Below you can find some books of use. The links from the titles get you to the Amazon page. If there are free versions of the books legally available online, I include a link as well.
-
I base myself partially on "Statistics, Data Mining, and Machine Learning in Astronomy" - Ivezic, Connolly, VanderPlas & Gray
-
I have also consulted "Deep Learning" - Goodfellow, Bengio & Courville
-
"Pattern Classification" - Duda, Hart & Stork, is a classic in the field
-
"Pattern Recognition and Machine Learning" - Bishop, is a very good and comprehensive book. Personally I really like this one.
-
"Bayesian Data Analysis" - Gelman, is often the first book you are pointed to if you ask questions about Bayesian analysis.
-
"Information Theory, Inference and Learning Algorithms" - MacKay, is a very readable book on a lot of related topics. The book is also freely available on the web.
-
"Introduction to Statistical Learning - James et al" is a readable introduction (fairly basic) to statistical technique of relevance. It is also freely available on the web.
-"Elements of Statistical Learning - Hastie et al, is a more advanced version of the Introduction to Statistical Learning with much the same authors. This is also freely available on the web.
- "Bayesian Models for Astrophysical Data", Hilbe, Souza & Ishida is a good reference book for a range of Bayesian techniques and is a good way to learn about different modelling frameworks for Bayesian inference.
The course will make use of python throughout, and for this you need a recent version of python installed. I use python 3 by default and while some scripts will work for python 2, there is really no good reason for continuing to use python 2 (with some exception for important legacy code).
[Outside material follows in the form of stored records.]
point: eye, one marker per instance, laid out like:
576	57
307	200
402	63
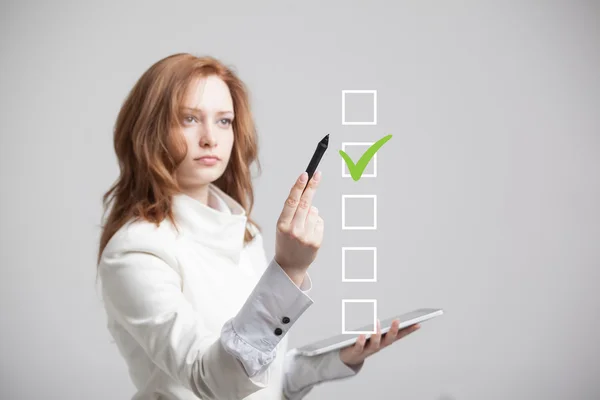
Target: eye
188	117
For python you will need (well, I recommend it at least) at least these libraries installed:
- numpy - for numerical calculations
- astropy - because we are astronomers
- scipy - because we are scientists
- sklearn - Machine learning libraries with full name scikit-learn.
- matplotlib - plotting (you can use alternatives of course)
- pandas - nice handling of data
- seaborn - nice plots
(the last two are really "nice to have" but if you can install the others then these are easy).
Personally I use the
Anaconda Python
distribution to manage my python installation and to create
environments. I strongly recommend using environments (often called
virtual environments) for this course. These come in two main
flavours, the built-in venv virtual environments, or the ones
provided by conda. See for instance this
overview
for instance (which is focused on conda) or this
one for
a more venv focused intro. Since I use conda my examples will use
that but it is pretty easy to translate to venv instead.
To set things up for this course, what I did (after installing anaconda) was
# Create an environment
> conda create -n mld2023 numpy scipy scikit-learn pandas seaborn matplotlib jupyter astropy pip
...
> conda activate mld2023
The first command is only done once, the second is done every time you start a new shell.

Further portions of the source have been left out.